Mui Ho. Photo: Bill Hocker

Martha Walker, Architecture Librarian at Cornell University’s Fine Arts Library recently sent this announcement about a monetary gift to support the expansion of Cornell’s Fine Arts Library. The project is expected to be completed in (roughly) two years.  Over the next few months Cornell librarians will share additional posts about progress on the project, including information on the selection of the architect, the design process, managing a library operations during a major construction project, and, images pre- and post- occupancy.

Here is the first story in this sequence, which is reprinted with permission of The Communications Department at Cornell’s College of Architecture, Art and Planning:

Architect Mui Ho has made a $6 million gift commitment to overhaul and expand the Fine Arts Library (FAL) at Cornell University. Scheduled for completion in 2016, the library will hold one of the country’s most distinguished academic art and architecture collections in state-of-the-art, revamped facilities on the top two floors of Rand Hall, a 1912 campus icon.“The FAL is absolutely essential to all students and scholars who work with visual material,” said Kent Kleinman, AAP dean. He foresees a luminescent, contemporary research center housing 250,000 volumes, ample digital resources, and generous study spaces. “It will be a light-filled, 21st century library, glowing from behind the large industrial windows of Rand Hall — a perfect metaphor for conserving the old while erecting the new,” said Kleinman.

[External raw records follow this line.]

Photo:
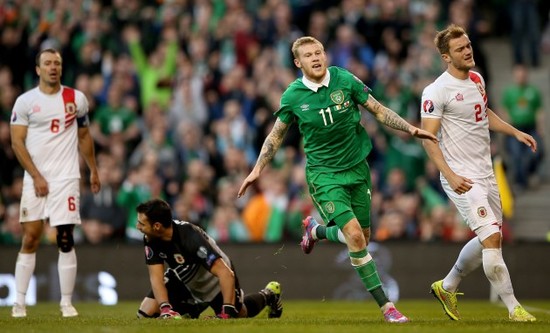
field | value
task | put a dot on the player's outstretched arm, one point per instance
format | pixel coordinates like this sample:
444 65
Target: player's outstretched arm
497 124
86 147
271 145
391 119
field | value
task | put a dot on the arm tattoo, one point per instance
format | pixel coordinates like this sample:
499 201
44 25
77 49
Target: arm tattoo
386 116
272 143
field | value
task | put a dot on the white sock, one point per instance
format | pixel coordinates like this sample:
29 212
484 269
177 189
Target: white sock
468 260
497 273
66 267
24 268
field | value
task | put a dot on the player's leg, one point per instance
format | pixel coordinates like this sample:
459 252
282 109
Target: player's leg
355 225
179 297
67 268
64 206
315 231
31 215
445 290
494 266
25 264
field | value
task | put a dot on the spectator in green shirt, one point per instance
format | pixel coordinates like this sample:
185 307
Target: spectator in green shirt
522 102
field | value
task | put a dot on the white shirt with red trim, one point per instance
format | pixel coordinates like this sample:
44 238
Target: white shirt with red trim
52 130
464 136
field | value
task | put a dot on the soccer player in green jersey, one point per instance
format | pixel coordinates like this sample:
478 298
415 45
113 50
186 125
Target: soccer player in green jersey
324 103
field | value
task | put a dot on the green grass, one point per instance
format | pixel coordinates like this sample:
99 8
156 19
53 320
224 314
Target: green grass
299 316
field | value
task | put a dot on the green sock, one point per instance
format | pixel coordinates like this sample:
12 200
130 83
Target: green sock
332 234
369 276
321 231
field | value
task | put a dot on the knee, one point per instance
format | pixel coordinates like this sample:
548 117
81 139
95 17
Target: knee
355 237
65 240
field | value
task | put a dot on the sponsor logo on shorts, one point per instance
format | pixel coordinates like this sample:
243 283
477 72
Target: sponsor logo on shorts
329 206
482 212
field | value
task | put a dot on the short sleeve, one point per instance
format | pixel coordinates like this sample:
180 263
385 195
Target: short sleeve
20 113
285 113
360 91
431 105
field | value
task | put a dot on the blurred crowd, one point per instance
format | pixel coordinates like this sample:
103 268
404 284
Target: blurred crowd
182 94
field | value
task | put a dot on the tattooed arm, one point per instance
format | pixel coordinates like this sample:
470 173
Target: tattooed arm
391 119
271 144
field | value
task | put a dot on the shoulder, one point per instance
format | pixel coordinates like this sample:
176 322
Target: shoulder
28 95
439 85
476 77
340 73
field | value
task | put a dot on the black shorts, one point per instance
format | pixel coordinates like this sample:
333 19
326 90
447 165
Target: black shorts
182 300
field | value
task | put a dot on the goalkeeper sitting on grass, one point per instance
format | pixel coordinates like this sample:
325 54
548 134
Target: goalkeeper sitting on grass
199 274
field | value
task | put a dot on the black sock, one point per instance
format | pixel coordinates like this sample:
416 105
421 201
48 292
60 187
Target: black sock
141 314
255 303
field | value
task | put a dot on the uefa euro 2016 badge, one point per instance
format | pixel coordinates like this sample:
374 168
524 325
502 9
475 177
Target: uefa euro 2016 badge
179 258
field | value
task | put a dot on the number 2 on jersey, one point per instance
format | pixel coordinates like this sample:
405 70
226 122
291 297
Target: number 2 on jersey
480 114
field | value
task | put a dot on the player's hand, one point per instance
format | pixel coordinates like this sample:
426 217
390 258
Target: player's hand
40 186
95 183
527 140
228 311
166 312
248 181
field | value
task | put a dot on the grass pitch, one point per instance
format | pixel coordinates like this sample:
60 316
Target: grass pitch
299 316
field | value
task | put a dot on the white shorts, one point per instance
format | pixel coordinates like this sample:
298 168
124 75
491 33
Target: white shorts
61 205
480 207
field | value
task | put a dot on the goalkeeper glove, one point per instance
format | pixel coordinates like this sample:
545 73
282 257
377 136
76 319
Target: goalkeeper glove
166 312
228 311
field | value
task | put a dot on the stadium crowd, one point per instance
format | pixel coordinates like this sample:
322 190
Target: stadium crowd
182 94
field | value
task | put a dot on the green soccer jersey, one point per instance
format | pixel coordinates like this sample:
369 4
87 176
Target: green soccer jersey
329 120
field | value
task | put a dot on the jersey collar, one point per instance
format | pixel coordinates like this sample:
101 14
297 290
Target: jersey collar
315 86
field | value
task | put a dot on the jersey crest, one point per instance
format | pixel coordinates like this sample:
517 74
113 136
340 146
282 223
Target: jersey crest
337 96
70 106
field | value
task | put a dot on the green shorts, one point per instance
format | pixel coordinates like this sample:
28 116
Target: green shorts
342 196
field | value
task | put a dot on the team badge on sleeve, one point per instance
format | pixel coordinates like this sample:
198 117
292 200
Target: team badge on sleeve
428 106
482 212
179 258
148 252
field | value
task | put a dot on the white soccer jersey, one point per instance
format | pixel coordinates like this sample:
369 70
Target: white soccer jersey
464 134
52 133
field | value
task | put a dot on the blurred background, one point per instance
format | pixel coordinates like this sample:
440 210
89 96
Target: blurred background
182 95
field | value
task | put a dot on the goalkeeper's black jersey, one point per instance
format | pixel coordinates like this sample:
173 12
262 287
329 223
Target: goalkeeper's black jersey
190 254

“It is critical that Cornell keeps this world-class collection in a good environment,” said Ho. “These books are important for students in architecture, arts, history, and other disciplines on the Cornell campus. Most images found within this collection are not readily available on the internet, and students, researchers, and teachers need to use these books intensely.”

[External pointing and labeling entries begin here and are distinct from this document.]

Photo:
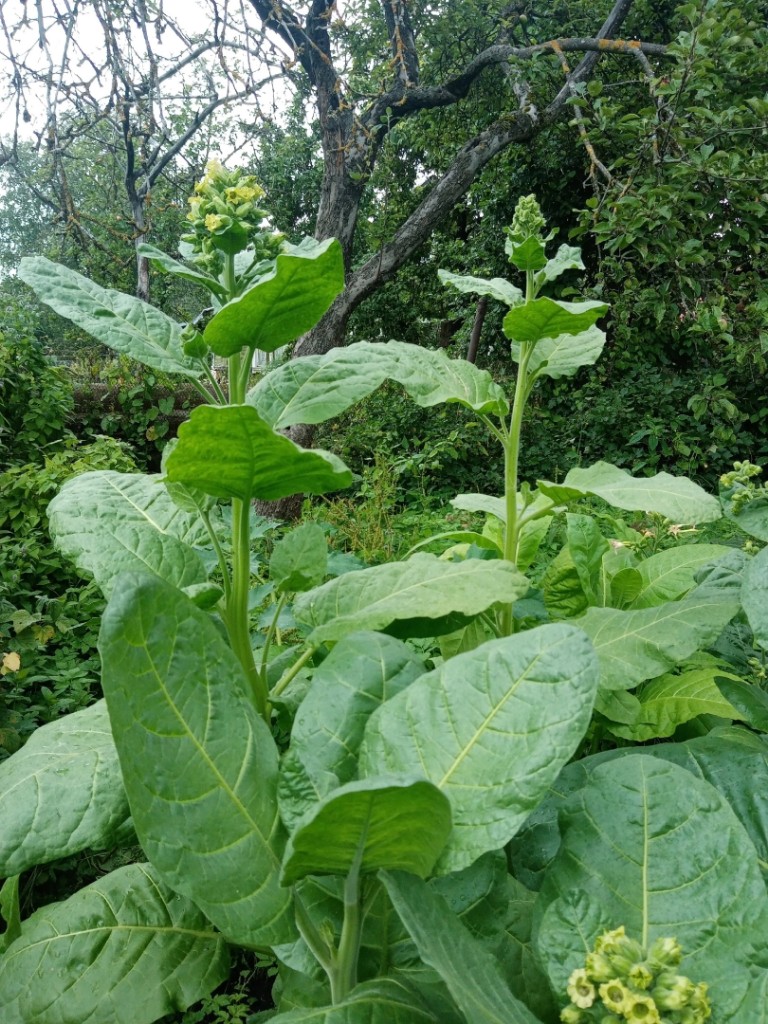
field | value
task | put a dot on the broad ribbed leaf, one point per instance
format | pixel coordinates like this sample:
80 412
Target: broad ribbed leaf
561 356
361 672
318 387
182 270
673 699
423 587
634 646
371 824
229 452
496 288
123 950
471 973
112 522
566 258
382 1001
283 304
677 498
492 728
547 318
662 853
200 765
61 793
299 559
755 596
671 573
123 323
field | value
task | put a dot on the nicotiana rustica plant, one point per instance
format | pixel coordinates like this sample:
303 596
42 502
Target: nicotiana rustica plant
413 840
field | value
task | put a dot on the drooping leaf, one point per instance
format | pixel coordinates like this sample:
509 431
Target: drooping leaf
561 356
674 497
496 288
662 853
547 318
471 973
229 452
372 823
361 671
299 560
318 387
200 765
123 950
634 646
673 699
492 729
671 573
182 270
112 522
119 321
382 1001
423 587
61 793
755 596
283 304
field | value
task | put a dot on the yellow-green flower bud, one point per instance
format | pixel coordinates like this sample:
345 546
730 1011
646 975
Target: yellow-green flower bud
581 990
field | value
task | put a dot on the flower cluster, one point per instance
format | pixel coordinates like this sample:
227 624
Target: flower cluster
226 218
622 982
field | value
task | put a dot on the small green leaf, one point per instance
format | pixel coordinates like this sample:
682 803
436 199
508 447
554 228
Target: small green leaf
299 560
496 288
547 318
123 323
229 452
283 304
370 824
123 950
674 497
471 973
422 588
61 793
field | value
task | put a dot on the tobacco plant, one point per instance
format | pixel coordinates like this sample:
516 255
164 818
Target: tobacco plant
422 847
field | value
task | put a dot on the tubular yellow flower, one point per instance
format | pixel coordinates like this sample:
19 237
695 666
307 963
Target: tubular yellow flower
581 990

A retired design faculty member from the University of California, Berkeley, Ho emphasized that accessing information is not only a mental act but a tactile and visual experience as well. “The digital age changes how students research their information,” she said. “The physical handling of materials at a real scale and seeing the true color as intended is important — but digital representations will enable broader archiving and distribution of the important work of our alumni and faculty. As technology changes, the way the work is represented will, too.”

Anne Kenney, the Carl A. Kroch University Librarian, noted a “groundswell of academic interest” in visual materials at Cornell and said that the recent hiring of a visual resource librarian will strongly complement the resources of the new library.

“The new FAL will be poised to compete with the very best art and architecture libraries in the world,” Kenney said. “Having a library that can bridge the physical/digital divide — offering cutting-edge services and deep research collections in tandem — will make the FAL one of the major jewels in the Cornell University Library crown and will serve to draw the best faculty and students to this amazing university on the hill.”